Dans un contexte où les gouvernements multiplient les incitatifs pour encourager la transition énergétique, de plus en plus de propriétaires songent à équiper leur maison de panneaux solaires. L’idée séduit par sa promesse d’autonomie énergétique et d’écologie vertueuse. Pourtant, l’expérience vécue par certains consommateurs laisse entrevoir une réalité moins reluisante : celle d’un investissement coûteux, long à rentabiliser et parfois semé d’embûches administratives et techniques.
Un article de Pat Foran, publié le 7 novembre 2025 par CTV News, rapporte le cas d’Osvaldo Guzman, un résident de Scarborough en Ontario, qui a dépensé 50 000 $ pour faire installer des panneaux solaires sur sa maison — un projet censé réduire ses coûts énergétiques et contribuer à la lutte contre les changements climatiques. Quatre ans plus tard, il déplore une expérience amère : « Je voulais devenir plus écologique et économiser de l’argent… malheureusement, je n’ai rien économisé », confie-t-il à CTV News Toronto.
Un retour sur investissement quasi inexistant
Selon le reportage de Pat Foran, Guzman a payé 40 000 $ pour l’installation initiale de son système solaire, avant de devoir débourser 10 000 $ supplémentaires un an plus tard pour des réparations, l’entreprise installatrice n’ayant plus répondu à ses appels après la panne. Résultat : malgré les promesses d’économies, sa facture d’électricité ne baisse que de 100 $ par mois. À ce rythme, il lui faudrait plus de 40 ans pour récupérer son investissement — soit bien au-delà de la durée de vie moyenne des panneaux eux-mêmes.
Cette situation illustre une réalité souvent occultée par les campagnes de promotion de l’énergie solaire : le temps de retour sur investissement peut être extrêmement long, surtout dans un pays où l’électricité reste relativement abordable grâce à un réseau déjà largement hydroélectrique.
Des conséquences sur l’assurance et la valeur immobilière
CTV News rapporte également les propos de Steven Harris, courtier d’assurance agréé chez LowerRates.ca, qui met en garde les propriétaires contre des coûts cachés et des risques de non-conformité :
« Si votre assureur découvre que vos panneaux solaires ne respectent pas ses critères d’admissibilité, il pourrait refuser de couvrir un sinistre — et ce serait une erreur coûteuse. »
L’ajout de panneaux solaires peut aussi augmenter la valeur assurée du bâtiment, ce qui entraîne mécaniquement une hausse des primes. D’autres complications peuvent survenir en cas de revente : certains acheteurs potentiels hésitent à reprendre les contrats liés aux installations, tandis que les travaux de toiture deviennent plus complexes et coûteux, puisqu’il faut retirer et réinstaller les panneaux.
Un avertissement pour les consommateurs
Interrogé par CTV News, Guzman affirme qu’il ne referait plus jamais cet achat : « Non, jamais. » Son témoignage résonne comme un avertissement pour ceux qui envisagent de se lancer. Avant d’investir, les experts recommandent d’examiner attentivement les contrats, les conditions de garantie, les politiques de comptage de l’énergie réinjectée dans le réseau et les taux de rachat proposés par les distributeurs d’électricité.

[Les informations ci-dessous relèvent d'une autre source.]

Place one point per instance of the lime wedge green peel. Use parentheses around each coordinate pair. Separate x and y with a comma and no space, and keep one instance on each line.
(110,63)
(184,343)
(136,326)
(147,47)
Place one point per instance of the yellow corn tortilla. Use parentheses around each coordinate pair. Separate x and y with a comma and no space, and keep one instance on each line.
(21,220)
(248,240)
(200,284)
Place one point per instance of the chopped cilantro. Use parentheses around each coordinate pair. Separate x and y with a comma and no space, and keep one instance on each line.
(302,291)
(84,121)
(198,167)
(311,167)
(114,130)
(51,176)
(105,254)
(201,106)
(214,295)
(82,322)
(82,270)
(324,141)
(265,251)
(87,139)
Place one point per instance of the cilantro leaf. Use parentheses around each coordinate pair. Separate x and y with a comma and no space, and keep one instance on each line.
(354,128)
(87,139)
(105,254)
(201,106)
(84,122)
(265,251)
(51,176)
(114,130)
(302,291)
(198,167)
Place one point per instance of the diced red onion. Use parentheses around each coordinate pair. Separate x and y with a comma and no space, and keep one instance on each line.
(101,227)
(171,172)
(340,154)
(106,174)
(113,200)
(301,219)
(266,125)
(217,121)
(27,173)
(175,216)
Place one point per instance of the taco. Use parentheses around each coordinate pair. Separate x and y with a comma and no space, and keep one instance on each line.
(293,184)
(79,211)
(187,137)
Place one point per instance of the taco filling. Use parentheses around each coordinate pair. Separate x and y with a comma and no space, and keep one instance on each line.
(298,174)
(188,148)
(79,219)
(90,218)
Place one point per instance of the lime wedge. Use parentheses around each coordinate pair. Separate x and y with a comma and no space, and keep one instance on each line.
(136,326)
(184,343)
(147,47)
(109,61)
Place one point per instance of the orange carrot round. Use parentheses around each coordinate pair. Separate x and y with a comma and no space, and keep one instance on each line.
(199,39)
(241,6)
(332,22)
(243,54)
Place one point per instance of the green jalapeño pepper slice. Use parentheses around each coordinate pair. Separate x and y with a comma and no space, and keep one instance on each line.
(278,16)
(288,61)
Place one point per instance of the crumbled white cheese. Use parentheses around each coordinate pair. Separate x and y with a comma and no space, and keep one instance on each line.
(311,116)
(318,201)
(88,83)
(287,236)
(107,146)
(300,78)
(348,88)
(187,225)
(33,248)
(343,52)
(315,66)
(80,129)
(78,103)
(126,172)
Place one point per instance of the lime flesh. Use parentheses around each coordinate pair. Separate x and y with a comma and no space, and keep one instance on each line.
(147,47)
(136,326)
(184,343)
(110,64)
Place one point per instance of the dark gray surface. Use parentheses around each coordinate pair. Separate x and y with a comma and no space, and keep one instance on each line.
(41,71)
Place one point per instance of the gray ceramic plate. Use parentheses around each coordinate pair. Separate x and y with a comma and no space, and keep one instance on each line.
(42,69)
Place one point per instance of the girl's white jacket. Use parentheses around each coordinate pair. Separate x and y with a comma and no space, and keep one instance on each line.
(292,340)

L’article de Pat Foran (CTV News) rappelle ainsi que si les panneaux solaires peuvent contribuer à réduire l’empreinte carbone, ils ne constituent pas toujours un choix économiquement judicieux — surtout sans analyse approfondie du rendement, de la maintenance et des implications légales.

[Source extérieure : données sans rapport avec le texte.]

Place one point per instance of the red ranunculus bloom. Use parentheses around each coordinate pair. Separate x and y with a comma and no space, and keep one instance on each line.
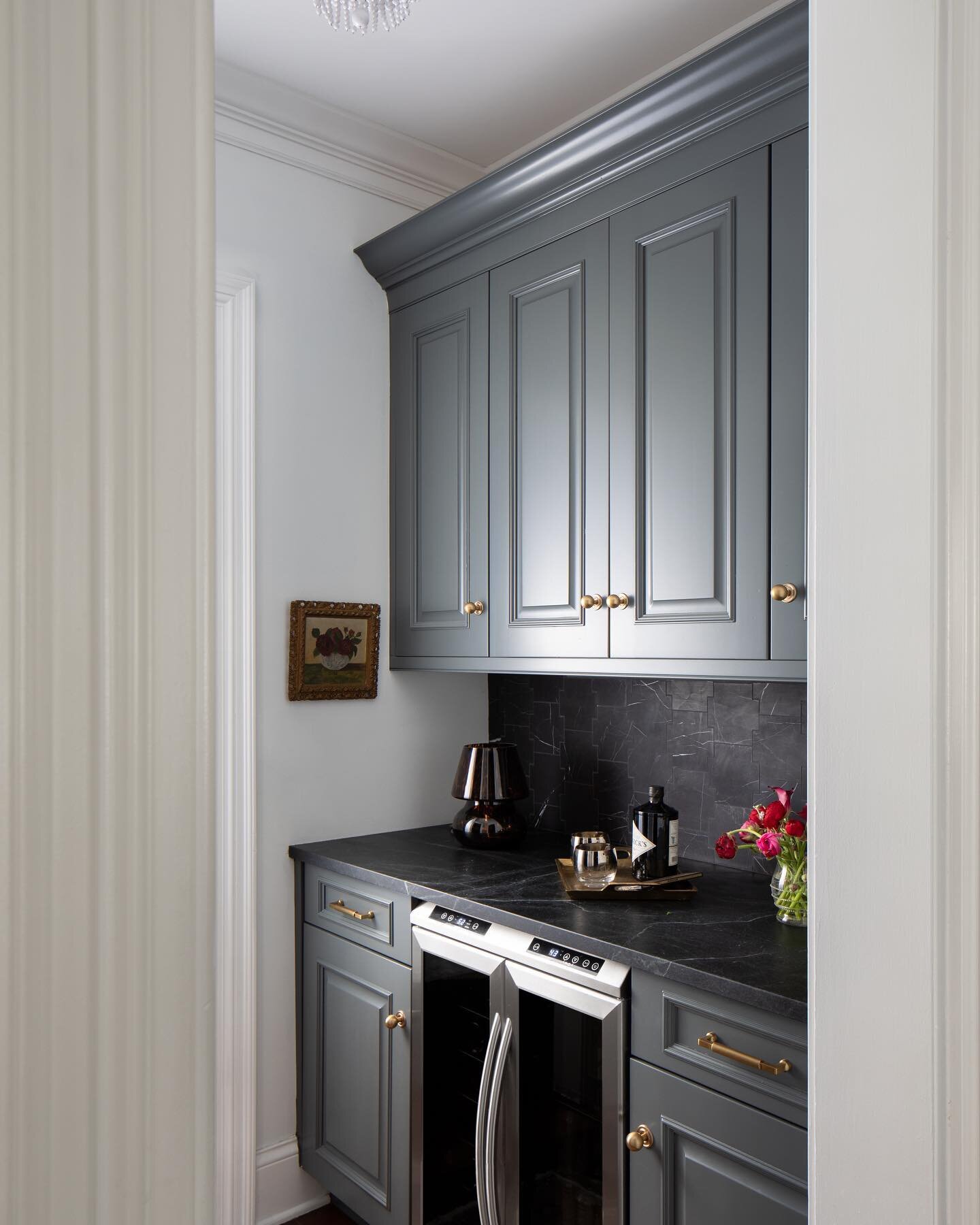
(725,847)
(773,815)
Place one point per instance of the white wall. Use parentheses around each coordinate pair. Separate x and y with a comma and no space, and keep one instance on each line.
(325,768)
(872,564)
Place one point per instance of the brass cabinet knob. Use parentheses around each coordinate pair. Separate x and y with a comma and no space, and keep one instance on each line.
(640,1139)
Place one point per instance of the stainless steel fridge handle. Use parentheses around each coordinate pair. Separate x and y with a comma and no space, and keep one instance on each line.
(491,1125)
(482,1102)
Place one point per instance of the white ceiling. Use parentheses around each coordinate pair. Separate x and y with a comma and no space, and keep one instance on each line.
(479,79)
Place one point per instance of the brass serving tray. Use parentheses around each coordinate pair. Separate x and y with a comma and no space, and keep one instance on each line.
(624,887)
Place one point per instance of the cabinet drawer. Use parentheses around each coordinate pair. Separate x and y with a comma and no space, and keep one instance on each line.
(712,1162)
(669,1018)
(372,915)
(355,1099)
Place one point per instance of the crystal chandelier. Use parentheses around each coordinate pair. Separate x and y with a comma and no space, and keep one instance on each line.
(359,16)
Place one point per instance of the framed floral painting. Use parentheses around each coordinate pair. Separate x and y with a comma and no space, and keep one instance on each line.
(332,649)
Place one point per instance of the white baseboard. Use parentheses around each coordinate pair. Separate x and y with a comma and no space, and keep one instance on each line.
(283,1191)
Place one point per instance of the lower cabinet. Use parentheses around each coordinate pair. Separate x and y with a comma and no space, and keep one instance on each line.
(355,1130)
(712,1159)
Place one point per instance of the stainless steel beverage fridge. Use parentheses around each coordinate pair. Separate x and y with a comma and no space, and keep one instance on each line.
(517,1077)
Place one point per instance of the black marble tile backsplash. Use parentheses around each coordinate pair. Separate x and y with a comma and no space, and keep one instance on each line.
(592,745)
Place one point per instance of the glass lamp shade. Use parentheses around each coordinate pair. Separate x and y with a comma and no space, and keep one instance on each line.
(490,778)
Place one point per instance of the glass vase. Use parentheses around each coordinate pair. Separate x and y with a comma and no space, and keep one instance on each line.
(789,894)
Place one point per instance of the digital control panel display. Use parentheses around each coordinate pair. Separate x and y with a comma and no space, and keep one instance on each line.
(568,956)
(453,919)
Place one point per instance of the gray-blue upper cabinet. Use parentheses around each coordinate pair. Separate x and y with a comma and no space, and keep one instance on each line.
(690,418)
(789,395)
(600,372)
(439,472)
(549,448)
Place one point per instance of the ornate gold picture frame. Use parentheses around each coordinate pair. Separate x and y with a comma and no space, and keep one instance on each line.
(332,649)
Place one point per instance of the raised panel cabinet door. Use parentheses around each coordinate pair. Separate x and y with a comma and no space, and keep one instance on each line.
(713,1160)
(355,1077)
(690,418)
(789,393)
(439,387)
(549,448)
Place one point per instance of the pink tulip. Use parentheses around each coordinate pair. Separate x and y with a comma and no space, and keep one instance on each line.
(773,815)
(725,847)
(784,794)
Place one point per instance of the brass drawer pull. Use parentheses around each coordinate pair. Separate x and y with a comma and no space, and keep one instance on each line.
(710,1041)
(346,911)
(640,1139)
(784,593)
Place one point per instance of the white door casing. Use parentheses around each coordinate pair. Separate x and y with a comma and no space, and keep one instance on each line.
(234,776)
(894,631)
(107,480)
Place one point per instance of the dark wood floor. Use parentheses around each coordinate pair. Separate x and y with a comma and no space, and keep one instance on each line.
(329,1215)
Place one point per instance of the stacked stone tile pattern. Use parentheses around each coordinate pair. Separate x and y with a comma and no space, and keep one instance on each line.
(592,747)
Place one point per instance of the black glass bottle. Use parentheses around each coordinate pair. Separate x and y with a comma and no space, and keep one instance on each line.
(655,851)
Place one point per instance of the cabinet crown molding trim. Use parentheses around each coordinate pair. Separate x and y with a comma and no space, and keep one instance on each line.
(272,120)
(764,64)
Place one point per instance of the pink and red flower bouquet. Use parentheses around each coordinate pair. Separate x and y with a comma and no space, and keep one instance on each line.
(776,832)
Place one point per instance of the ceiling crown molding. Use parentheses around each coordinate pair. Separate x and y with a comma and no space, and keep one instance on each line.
(263,116)
(757,67)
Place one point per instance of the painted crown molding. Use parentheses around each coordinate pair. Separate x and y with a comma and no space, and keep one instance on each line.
(757,67)
(263,116)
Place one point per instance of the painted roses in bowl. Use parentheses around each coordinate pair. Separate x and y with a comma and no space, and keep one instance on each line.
(776,832)
(336,647)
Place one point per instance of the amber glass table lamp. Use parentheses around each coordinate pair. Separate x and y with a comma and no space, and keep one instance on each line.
(489,778)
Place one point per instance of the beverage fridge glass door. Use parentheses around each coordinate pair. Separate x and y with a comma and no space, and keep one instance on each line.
(564,1105)
(457,1006)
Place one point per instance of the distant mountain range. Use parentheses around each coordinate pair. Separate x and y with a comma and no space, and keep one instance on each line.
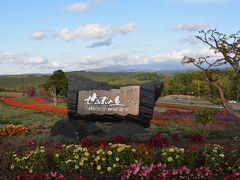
(152,67)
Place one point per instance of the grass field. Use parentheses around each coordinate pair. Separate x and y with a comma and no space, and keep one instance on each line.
(27,116)
(29,100)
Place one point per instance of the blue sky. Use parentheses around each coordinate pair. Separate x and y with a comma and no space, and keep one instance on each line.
(42,36)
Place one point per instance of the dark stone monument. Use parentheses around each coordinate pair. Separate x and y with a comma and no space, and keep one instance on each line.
(127,106)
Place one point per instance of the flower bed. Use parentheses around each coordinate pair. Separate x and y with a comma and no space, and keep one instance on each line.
(41,100)
(12,102)
(130,161)
(187,117)
(13,130)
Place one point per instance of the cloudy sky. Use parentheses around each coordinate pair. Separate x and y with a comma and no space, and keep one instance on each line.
(43,36)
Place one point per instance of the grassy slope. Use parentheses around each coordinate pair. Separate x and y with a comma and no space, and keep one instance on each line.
(19,82)
(28,100)
(27,116)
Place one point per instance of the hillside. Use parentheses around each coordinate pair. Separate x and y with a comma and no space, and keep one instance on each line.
(19,82)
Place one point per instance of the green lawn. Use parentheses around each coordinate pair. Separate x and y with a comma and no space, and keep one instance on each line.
(9,114)
(28,100)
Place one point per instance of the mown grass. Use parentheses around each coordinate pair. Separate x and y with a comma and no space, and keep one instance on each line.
(29,100)
(15,115)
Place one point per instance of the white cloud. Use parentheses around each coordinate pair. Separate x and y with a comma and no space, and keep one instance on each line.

En somme, l’expérience d’Osvaldo Guzman illustre le paradoxe d’une transition énergétique où la vertu écologique peut se heurter à la dure réalité financière. L’énergie solaire demeure prometteuse, mais son adoption résidentielle exige une prudence et une transparence accrues — faute de quoi le rêve vert risque de se transformer en mirage coûteux.